Following on from my post about SWOT, how do you exploit this analysis to come up with the requirements you’ve identified with your web content management system? Here’s a rapid approach:
- Distribute your SWOT analysis to your stakeholders and set up workshops involving between three and five participants in each.
- You’ll need a large whiteboard. Each workshop shouldn’t need more than 30 minutes: 5 minutes to introduce the activity, 15 minutes to run it and 10 minutes to recap.
- Draw a horizontal line in the centre of the whiteboard. To the left of the line write a one or two-word phrase that describes the objective or result you’re trying to achieve: for example, “improved WCM”.
- Take the key areas identified as weaknesses, opportunities and threats and draw them as spokes coming off the horizontal line: e.g. content, performance, usability, competitor offerings.
- Now work with your participants to identify the subjects you need to tackle in order to address the issues identified in the SWOT. Ideas should follow on from the categories you’re suggesting: e.g. competitors are offering RSS feeds, email subscription, personalised news, etc.
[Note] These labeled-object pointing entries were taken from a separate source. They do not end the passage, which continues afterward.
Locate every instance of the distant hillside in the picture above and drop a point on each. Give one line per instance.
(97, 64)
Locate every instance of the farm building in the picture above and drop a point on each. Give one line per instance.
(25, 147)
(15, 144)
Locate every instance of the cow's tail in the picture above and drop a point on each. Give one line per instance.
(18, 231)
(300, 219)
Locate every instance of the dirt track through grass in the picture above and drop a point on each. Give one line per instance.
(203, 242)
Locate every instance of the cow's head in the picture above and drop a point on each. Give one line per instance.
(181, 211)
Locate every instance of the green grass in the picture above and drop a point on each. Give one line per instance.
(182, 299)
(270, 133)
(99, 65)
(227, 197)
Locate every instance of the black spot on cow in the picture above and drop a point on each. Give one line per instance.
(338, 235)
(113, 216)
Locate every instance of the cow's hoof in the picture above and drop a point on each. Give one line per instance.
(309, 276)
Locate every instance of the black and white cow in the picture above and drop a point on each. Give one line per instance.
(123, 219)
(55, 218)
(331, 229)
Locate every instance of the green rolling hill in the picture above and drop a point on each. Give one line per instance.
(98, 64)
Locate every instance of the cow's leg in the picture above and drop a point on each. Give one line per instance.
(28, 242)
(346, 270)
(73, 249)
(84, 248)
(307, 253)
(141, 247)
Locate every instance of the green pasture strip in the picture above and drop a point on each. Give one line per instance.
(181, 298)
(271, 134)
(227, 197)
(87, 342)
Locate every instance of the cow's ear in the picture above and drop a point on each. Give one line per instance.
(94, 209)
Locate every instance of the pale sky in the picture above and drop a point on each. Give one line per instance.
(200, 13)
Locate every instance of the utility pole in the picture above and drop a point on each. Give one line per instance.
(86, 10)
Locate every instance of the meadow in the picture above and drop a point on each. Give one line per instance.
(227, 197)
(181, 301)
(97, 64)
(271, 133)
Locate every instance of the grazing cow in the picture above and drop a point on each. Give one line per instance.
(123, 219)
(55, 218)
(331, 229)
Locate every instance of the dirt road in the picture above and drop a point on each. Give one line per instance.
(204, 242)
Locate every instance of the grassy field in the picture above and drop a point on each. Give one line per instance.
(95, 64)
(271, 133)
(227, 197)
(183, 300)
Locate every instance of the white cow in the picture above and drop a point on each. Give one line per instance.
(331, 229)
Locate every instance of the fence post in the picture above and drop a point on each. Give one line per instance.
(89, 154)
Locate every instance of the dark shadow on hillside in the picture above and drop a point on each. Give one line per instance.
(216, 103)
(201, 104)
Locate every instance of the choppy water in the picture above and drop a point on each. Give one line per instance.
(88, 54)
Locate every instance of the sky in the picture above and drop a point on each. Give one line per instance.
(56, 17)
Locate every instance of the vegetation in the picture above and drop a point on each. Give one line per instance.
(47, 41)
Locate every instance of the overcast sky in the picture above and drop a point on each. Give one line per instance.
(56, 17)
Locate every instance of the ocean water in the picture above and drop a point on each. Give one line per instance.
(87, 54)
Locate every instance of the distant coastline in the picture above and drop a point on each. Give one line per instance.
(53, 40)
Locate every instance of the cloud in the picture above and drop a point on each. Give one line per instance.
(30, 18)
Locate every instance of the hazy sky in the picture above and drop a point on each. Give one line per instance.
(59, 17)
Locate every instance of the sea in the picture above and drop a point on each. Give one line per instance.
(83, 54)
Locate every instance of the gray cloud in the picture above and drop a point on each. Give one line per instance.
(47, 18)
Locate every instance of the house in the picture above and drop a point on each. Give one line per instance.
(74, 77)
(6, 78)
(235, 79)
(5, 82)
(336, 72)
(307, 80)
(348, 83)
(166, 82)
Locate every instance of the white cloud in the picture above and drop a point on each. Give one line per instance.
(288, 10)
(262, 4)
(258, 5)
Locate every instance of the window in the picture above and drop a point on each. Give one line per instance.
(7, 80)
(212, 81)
What else can you offer that your competitor doesn’t currently provide?
- The idea is to get as many ideas as possible around the themes you’ve identified. At this stage, it’s about quantity not quality. Keeping forking new lines off the themes as you go along, so eventually you end up with ideas that are four or five levels off the main horizontal line.
You’ll end up with something like this, although hopefully more detailed. Click on the image to view the full-size diagram.

Since all the ideas have been made with reference to the original weaknesses, opportunities and threats, they should all be in line with real issues that your SWOT has identified.
You’ll get a feel for the level of detail as you go along, but try not to get too bogged down in any one area: keep the ideas moving along.
At the end of the exercise, you should end up with a skeleton of ideas that looks something like a fishbone. Draw a fish around it to make it look like one if that helps!
What the fishbone will help you do is to drive out requirements that you may not have considered previously. The higher-level ideas should stimulate the more granular issues and focus your stakeholders on the central issues identified in the SWOT, rather than simply bringing their own agenda to the table.
What the fish won’t tell you whether those requirements are feasible or valuable, so the next step we’ll look at is prioritisation.